Logo a seguir o génio Português juntou pelas estradas do Mar, que entretanto abrira, todas as raças do Planeta.
Quando, em Ciência, queremos provar algo tiramos uma fotografia ao fenómeno. A globalização também tem o seu retrato. Está em muitos biombos pintados por japoneses depois de termos aportado no Japão, em 1543. Neles, nessas fotografias pintadas, vê-se uma Nau Portuguesa. E na Nau estão Europeus de todos os cantos da Europa, Índios do Brasil, Africanos de toda a África, Hindus da Índia, Indochineses, Chineses, em terra estão Japoneses. Em especial, num biombo Namban, no Museu Nacional de Arte Antiga, em Lisboa, está a Nau em que pela primeira vez todas as raças se juntaram. Quem lá está em menor número são os Portugueses. Mas é deles a Nau, o Comandante, os Pilotos, os Artífices e a Tripulação.
Logo que virem esta pintura da primeira fotografia da Humanidade vão perguntar-se para que é que escrevem livros para dizer que houve esta primeira globalização. Uma imagem vale mil palavras. A principal globalização está ali na nossa frente retratada. É resultado da Descoberta: só há um Oceano.
Depois de Portugal ter feito esta Descoberta lê-se de Antero de Quental:
«D’este mundo brilhante, criado pelo génio peninsular na sua expansão, passámos quase sem transição para um mundo escuro, inerte, pobre, ininteligente e meio desconhecido. Dir-se-há que entre um e outro se meteram dez séculos de decadência: pois bastaram para essa tal transformação 50 ou 60 anos. Em tão curto período era impossível caminhar mais rapidamente no caminho da perdição». Assim é o queixume de Antero de Quental e a nossa consternação.
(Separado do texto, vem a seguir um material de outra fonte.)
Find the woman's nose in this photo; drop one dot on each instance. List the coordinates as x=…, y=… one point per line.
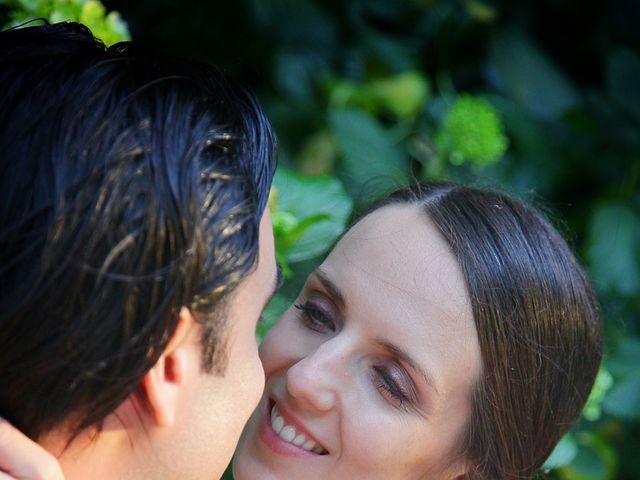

«Baixavam pela indústria e pela política». «O génio livre popular decaiu, adormeceu por toda a parte». «O Povo emudeceu, negam-lhe as palavras; não o consultam; já não contam com ele». «As intrigas políticas, o nepotismo cortezão, o roubo audaz ou subrepticio da riqueza pública vê-se na “Arte de Furtar”, do Padre António Vieira». «Já não cremos, certamente, com ardor apaixonado da raiz de onde viemos». «A vida concentra-se na capital. Os nobres deixam os campos, os solares dos seus maiores, onde viviam em certa comunhão com o Povo e vêm para a Corte para brilhar, ostentar… mendigar nobremente. O fidalgo faz-se cortesão».
Passamos agora por um período de grande aceleração. Já não há só velocidade, já não há só aceleração, há também aceleração da aceleração.
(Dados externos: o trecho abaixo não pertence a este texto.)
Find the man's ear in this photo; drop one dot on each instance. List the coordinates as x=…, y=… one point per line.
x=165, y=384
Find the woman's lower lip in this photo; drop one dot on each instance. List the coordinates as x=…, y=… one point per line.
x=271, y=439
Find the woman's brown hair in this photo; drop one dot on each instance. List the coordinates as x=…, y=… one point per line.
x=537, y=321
O Mundo, nós e as máquinas e os que são em parte máquina e em parte Humano, mudaram. Evoluíram os nascidos, os fabricados e os nado-fabricados. A la Darwin, a la Kropotkin e de vez em quando a la Nash.
Muito do que eram prerrogativas de um ser nascido passaram para seres fabricados.
Sabemos ainda muito pouco do fluxo de consciência destas máquinas feitas a la Fisher, a la Turing, a la Von Neumann. Sabemos que é diferente do nosso. A ética é diversa. Podem e muitas vezes não coincidem. São diferentes as éticas.
Em finanças não são o mesmo. Entre máquinas, a especulação não é condenável. Aumentar, diminuir o valor do que não tem valor é, entre máquinas, um exercício de álgebra. Para os seres fabricados tem sequência, mas não tem consequência. Logo que ficamos, os Humanos, envolvidos não só tem sequência, como pode ter vasta e devastadora consequência. Já houve pelo menos um episódio em que, por um período de tempo, os seres fabricados, autómatos, tomaram o comando a Humanos sobre os valores em Bolsa. Desta alteração avisa-nos Antero de Quental, que a geração financeira por seres fabricados destrói porque «o Capital adquirido pelo comércio e pela guerra só se torna real e produtivo quando se fixa na cultura da terra e nas outras indústrias». A decadência é quando é negada a possibilidade de «o espírito de trabalho e de indústria; a riqueza e a vida das nações têm de se tirar da actividade produtora».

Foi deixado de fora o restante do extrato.